Personal information
- Date of birth: 18 November 2006 (age 19)
- Place of birth: Aberdeen, Scotland
- Position: Forward

Team information
- Current team: Cove Rangers (on loan from Inverness Caledonian Thistle)

Youth career
- 0000–2025: Hall Russell United

Senior career*
- Years: Team / Apps / (Gls)
- 2025–2026: Turriff United / 33 / (28)
- 2025: → Hall Russell United (loan)
- 2026–: Inverness Caledonian Thistle / 2 / (0)
- 2026–: → Cove Rangers (loan) / 0 / (0)

= Miller Keir =

Scottish footballer (born 2006)

Miller Keir (born 18 November 2006) is a Scottish professional footballer who plays as a forward for Scottish League One club, Cove Rangers, on loan from Scottish Championship side, Inverness Caledonian Thistle.

== Career ==

=== Hall Russell United and Turriff United ===
Born in Aberdeen, Keir started his career at Hall Russell United in the North of Scotland Football League, before joining Highland League side Turriff United, before immediately returning to Hall Russell United on loan for the remainder of the season.

The following season, his first full season at the club, Keir finished as the league's top goalscorer, having scored 28 goals in 33 appearances.
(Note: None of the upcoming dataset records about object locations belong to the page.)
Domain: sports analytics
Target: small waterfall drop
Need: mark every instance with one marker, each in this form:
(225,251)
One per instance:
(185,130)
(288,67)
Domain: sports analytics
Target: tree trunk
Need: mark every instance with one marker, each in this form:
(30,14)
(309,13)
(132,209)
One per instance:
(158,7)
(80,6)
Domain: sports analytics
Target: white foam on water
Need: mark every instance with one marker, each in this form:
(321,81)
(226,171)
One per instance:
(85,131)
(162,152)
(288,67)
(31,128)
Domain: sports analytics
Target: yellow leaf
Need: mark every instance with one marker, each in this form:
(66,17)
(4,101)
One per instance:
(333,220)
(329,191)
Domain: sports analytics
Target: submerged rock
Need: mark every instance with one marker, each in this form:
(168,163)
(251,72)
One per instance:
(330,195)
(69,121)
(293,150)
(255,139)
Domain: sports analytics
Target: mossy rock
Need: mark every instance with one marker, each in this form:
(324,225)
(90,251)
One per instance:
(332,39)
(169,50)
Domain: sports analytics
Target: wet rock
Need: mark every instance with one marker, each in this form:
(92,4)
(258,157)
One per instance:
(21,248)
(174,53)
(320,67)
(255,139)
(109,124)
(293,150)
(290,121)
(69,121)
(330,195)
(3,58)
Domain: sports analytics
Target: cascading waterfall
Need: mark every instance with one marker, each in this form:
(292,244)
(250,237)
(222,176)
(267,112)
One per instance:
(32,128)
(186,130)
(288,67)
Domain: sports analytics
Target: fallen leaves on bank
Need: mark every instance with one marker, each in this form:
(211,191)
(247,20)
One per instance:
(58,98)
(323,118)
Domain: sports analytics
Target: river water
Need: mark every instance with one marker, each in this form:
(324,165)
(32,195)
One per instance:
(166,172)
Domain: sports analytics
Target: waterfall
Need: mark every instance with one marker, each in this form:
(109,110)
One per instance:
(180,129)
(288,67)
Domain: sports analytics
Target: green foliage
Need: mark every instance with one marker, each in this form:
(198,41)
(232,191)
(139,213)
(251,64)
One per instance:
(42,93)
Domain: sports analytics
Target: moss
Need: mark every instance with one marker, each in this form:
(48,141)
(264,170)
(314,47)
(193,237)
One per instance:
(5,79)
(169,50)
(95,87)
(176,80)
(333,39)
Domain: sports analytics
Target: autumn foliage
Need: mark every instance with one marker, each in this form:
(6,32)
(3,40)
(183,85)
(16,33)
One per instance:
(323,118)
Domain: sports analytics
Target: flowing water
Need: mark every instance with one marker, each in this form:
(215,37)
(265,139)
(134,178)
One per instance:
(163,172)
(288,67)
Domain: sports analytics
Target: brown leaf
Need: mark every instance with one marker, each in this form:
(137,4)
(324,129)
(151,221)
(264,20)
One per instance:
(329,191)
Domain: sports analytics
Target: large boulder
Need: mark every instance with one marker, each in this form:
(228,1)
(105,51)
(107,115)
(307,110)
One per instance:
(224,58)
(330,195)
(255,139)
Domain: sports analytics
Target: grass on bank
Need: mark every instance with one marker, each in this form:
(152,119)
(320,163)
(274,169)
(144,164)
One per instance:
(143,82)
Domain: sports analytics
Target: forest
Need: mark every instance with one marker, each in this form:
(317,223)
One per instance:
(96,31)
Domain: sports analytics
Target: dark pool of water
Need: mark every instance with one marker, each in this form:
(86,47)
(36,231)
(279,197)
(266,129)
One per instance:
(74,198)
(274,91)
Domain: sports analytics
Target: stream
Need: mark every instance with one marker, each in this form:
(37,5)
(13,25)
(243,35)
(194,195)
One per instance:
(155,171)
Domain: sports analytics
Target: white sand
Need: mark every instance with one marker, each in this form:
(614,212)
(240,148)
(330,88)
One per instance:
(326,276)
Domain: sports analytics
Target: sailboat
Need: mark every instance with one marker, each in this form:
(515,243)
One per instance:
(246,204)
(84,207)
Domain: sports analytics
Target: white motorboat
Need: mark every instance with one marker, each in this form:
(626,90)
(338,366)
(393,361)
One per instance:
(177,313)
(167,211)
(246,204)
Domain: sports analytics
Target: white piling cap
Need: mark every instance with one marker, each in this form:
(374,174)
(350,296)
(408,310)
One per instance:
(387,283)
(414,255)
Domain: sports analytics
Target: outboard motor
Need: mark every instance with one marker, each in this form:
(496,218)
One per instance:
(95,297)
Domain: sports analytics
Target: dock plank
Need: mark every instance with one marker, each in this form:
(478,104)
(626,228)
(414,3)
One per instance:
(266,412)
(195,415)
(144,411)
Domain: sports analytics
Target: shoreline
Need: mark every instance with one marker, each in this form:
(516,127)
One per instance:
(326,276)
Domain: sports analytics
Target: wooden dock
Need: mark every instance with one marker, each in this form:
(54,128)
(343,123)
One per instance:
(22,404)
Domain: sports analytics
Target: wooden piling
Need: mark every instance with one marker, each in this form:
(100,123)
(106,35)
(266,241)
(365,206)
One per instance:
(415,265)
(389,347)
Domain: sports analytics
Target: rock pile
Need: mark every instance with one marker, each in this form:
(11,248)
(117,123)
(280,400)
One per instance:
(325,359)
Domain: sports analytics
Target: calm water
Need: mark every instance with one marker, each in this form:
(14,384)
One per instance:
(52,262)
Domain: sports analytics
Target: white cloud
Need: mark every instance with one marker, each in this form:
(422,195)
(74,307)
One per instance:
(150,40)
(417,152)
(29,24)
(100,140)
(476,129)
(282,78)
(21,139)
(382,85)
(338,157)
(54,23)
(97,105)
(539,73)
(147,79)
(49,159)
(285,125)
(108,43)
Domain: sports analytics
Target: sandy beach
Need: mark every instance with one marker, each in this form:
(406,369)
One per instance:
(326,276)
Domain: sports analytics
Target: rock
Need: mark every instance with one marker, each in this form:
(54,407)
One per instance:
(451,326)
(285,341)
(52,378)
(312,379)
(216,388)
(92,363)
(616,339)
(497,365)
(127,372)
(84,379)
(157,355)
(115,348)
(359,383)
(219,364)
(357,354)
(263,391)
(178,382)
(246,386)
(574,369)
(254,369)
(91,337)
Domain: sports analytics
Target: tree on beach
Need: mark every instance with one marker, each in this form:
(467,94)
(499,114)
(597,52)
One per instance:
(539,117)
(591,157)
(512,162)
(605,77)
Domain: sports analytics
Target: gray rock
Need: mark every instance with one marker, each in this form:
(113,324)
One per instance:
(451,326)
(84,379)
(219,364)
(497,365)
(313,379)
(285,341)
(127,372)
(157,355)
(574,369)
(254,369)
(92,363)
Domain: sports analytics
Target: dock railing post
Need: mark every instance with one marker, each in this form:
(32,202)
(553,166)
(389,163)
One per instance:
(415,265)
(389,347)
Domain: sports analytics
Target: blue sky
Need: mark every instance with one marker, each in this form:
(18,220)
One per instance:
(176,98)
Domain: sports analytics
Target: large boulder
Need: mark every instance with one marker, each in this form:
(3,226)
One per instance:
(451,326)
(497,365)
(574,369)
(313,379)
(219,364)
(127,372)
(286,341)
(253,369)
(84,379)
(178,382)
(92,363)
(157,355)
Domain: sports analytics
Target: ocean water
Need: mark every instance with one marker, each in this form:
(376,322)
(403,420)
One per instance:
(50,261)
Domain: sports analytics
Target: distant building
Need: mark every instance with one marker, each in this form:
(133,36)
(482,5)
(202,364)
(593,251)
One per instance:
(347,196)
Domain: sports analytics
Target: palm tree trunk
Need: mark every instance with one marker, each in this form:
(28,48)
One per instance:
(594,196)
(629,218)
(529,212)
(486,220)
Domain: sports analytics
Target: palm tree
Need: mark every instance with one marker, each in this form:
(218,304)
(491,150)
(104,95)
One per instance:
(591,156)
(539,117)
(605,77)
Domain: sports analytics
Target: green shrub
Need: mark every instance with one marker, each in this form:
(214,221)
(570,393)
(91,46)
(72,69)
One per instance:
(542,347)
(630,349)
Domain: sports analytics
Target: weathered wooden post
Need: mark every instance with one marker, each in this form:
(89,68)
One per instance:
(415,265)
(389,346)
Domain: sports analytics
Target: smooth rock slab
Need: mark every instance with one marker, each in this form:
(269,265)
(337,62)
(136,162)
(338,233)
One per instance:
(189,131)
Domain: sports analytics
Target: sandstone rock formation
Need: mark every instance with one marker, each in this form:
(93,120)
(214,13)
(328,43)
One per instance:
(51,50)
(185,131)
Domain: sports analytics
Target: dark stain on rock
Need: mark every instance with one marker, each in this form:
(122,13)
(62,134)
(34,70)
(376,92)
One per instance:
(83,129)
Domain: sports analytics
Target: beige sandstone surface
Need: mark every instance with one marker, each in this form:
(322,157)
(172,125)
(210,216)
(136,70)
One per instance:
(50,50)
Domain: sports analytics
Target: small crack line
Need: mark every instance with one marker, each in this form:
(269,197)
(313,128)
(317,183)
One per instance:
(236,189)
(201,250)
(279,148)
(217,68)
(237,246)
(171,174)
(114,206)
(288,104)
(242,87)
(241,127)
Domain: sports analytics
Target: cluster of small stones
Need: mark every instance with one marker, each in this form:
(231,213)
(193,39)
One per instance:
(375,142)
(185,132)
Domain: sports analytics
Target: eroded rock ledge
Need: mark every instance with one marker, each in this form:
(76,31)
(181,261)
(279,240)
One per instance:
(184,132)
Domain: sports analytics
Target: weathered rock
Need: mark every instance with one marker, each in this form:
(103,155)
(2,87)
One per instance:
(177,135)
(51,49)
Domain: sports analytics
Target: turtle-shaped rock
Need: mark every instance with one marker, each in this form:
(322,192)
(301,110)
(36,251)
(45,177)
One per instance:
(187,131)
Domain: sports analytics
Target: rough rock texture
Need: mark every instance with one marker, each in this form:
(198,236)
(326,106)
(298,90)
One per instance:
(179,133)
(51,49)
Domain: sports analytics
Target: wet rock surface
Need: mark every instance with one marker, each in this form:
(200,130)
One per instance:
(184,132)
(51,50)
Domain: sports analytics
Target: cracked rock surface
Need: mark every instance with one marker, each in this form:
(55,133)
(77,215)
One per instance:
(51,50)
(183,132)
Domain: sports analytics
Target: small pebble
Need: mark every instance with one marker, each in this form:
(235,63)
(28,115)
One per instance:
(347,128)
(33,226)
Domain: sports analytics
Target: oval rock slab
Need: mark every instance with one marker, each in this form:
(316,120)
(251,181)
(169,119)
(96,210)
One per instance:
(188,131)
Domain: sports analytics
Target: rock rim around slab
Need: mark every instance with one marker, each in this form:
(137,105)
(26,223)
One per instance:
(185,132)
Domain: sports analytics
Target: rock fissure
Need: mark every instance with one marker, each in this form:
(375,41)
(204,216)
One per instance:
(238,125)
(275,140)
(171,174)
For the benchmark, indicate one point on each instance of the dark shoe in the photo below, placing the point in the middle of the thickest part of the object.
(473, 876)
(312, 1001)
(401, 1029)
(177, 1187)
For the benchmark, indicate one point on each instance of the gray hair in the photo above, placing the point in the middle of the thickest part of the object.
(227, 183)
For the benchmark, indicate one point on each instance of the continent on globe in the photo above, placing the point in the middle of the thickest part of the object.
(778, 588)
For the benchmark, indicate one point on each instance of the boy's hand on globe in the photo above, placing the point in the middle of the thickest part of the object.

=== Inverness Caledonian Thistle ===
Following his impressive tally the season prior, Keir was offered a trial from Scottish League One side, Ross County, an offer he went on to turn down.

On 20 July 2026, Keir signed for Scottish Championship side, Inverness Caledonian Thistle, for a reported £30,000.

Keir went on to make his debut for Inverness on 8 August 2026, coming on in the 87th minute in a 0–0 away draw to Arbroath in the league.

On 18 September 2026, Keir joined Scottish League One side, Cove Rangers on a half season loan.